Ehn flashes back and forth between the actual events and the subsequent trial, with nuns and refugees played by a distraught chorus (Caroline Karoki, Chante M. Lewis, Bobbi Lynne Scott and Yvonne Singh). Simple actions stand for catastrophes, like the way the chorus holds fishbowls of burning paper huts to represent the initial wave of anti-Tutsi attacks.

At a village monastery and health center, the nuns at first deny the refugees shelter, then report their whereabouts to the Hutu militia. Kizito (Crystal Dickinson) and Sister Gertrude (Marvel Micheale) act out of nationalism, self-preservation and even, in Kizito’s case, possible attraction to Hutu strongman Rekeraho (Johnell Easter). “Christian mercy” proves to be an alien concept.

As the 29-year-old Kizito, Dickinson at first seems a portrait of sheltered naivete, especially with her big, dark-rimmed glasses and sensible white sweater. But she alternates with depths of rage and chilling indifference to the Tutsis’ suffering and eventual slaughter. She only comes across as a cartoon of insanity when she bursts with childish laughter, then clamps her hand over her mouth speak-no-evil style.

Ehn writes Maria Kizito in a poetry of terrible beauty. At times, the refugees quote ghastly lines of eyewitness testimony, such as “Babies were sucking the breasts of dead mothers.” His dialogue also takes on a lyrical surrealism: Describing what the Hutus do to Tutsis, Kizito tells one refugee, “They tendon you. ... They cello you to broken string.”

The shocking material and poetic language combine for indelible moments: At one point, a man embraces a woman while speaking in the voice of a flame, and she calmly describes being consumed alive. Easter leads the chorus in a choreographed demonstration of machetes while matter-of-factly explaining how to kill most efficiently.

Directed by Del Hamilton, Maria Kizito’s representational style provides a means to imagine the state of Kizito’s fractured psyche, if not truly understand it. And the symbols can attempt to do justice to events on a scale far beyond the resources of live theater to convey.
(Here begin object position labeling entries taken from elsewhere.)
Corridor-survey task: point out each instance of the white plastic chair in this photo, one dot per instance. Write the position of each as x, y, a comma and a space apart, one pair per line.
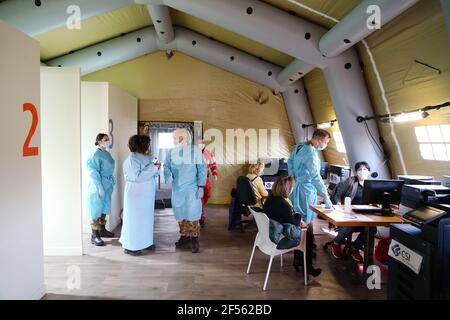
263, 242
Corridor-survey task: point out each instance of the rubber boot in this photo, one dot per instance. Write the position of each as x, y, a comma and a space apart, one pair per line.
105, 233
182, 241
195, 244
96, 239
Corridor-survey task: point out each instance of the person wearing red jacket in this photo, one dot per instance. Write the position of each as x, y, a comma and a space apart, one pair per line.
212, 170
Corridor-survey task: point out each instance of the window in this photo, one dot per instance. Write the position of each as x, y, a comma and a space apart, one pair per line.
434, 142
339, 142
165, 140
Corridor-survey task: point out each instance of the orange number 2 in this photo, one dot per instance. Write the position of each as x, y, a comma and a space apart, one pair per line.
27, 150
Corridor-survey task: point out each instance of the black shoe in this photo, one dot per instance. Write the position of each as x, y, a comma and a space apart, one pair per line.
133, 253
182, 241
105, 233
314, 272
195, 244
96, 239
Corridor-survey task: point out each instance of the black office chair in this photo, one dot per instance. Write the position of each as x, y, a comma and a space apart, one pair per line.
246, 197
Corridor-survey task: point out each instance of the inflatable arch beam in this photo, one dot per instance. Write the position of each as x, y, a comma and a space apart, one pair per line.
37, 17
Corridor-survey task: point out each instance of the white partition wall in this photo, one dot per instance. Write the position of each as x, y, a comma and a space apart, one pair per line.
106, 109
21, 248
61, 155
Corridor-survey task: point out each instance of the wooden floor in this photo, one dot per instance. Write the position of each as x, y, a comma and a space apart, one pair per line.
217, 272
But Maria Kizito at times feels more dense and difficult than necessary. Americans tend to be so insulated from the Third World that a dramatization should educate more than Maria Kizito does, despite the play’s unquestionable passion. The Kizito case includes more background details that deserve to be on the stage, not in the program notes or recommended reading. The show’s diverse music such as hip-hop and vintage rock ‘n’ roll evokes the involvement of Hutu radio in the massacres, but also drowns out dialogue we very much want to hear.

Still, Maria Kizito wrestles with global issues of moral urgency and gazes unflinchingly at humankind at its worst. Perhaps the nuns’ actions, like genocide itself, cannot be explained by a play or any other means. But they must be faced, lest the world allow them to happen again.